Section 301 transfers jurisdiction over lands associated with 4 U.S. Coast Guard lighthouses in the State of Alaska to the Secretary of the department in which the Coast Guard is operating.
Section 302 authorizes the Secretary of the department in which the Coast Guard is operating to transfer administrative jurisdiction of the land adjacent to Tree Point Light Station in the State of Alaska to the Secretary of Agriculture upon determination that use of the property is no longer necessary for navigational purposes.
Section 303 clarifies the boundaries of the land that was conveyed with the Cape St. Elias Light Station under section 416(a)(2) of Public Law 105-383.
Section 401 authorizes the Secretary to carry out a pilot program to establish a Coast Guard junior reserve officers training program.

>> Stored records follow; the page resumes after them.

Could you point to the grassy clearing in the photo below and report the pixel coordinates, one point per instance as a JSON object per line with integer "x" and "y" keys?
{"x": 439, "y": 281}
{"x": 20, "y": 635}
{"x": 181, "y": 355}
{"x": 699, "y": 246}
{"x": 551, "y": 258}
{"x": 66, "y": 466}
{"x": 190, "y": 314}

Section 402 authorizes the Secretary to convey a decommissioned Coast Guard cutter to CAS Foundation, Inc., a non-profit corporation in the State of Indiana.
Section 403 directs the Secretary to carry out a pilot program to demonstrate long-range vessel tracking systems pursuant to 46 U.S.C. 70115. The section also authorizes an amount of $4 million in fiscal year 2006 to carry out the pilot project.
Section 404 requires the Secretary to review and report to Congress on the adequacy of air and surface assets in three locations (Louisiana, Michigan, and Puerto Rico) to carry out the Coast Guard’s traditional missions.
Section 405 authorizes cadets at the Merchant Marine Academy to train aboard foreign-flagged liquid natural gas (LNG) vessels if the Secretary determines that such training is in the interest of the United States. Currently, cadets at the Academy are prohibited from training aboard foreign-flagged vessels; however there are no U.S.-flagged LNG vessels in operation.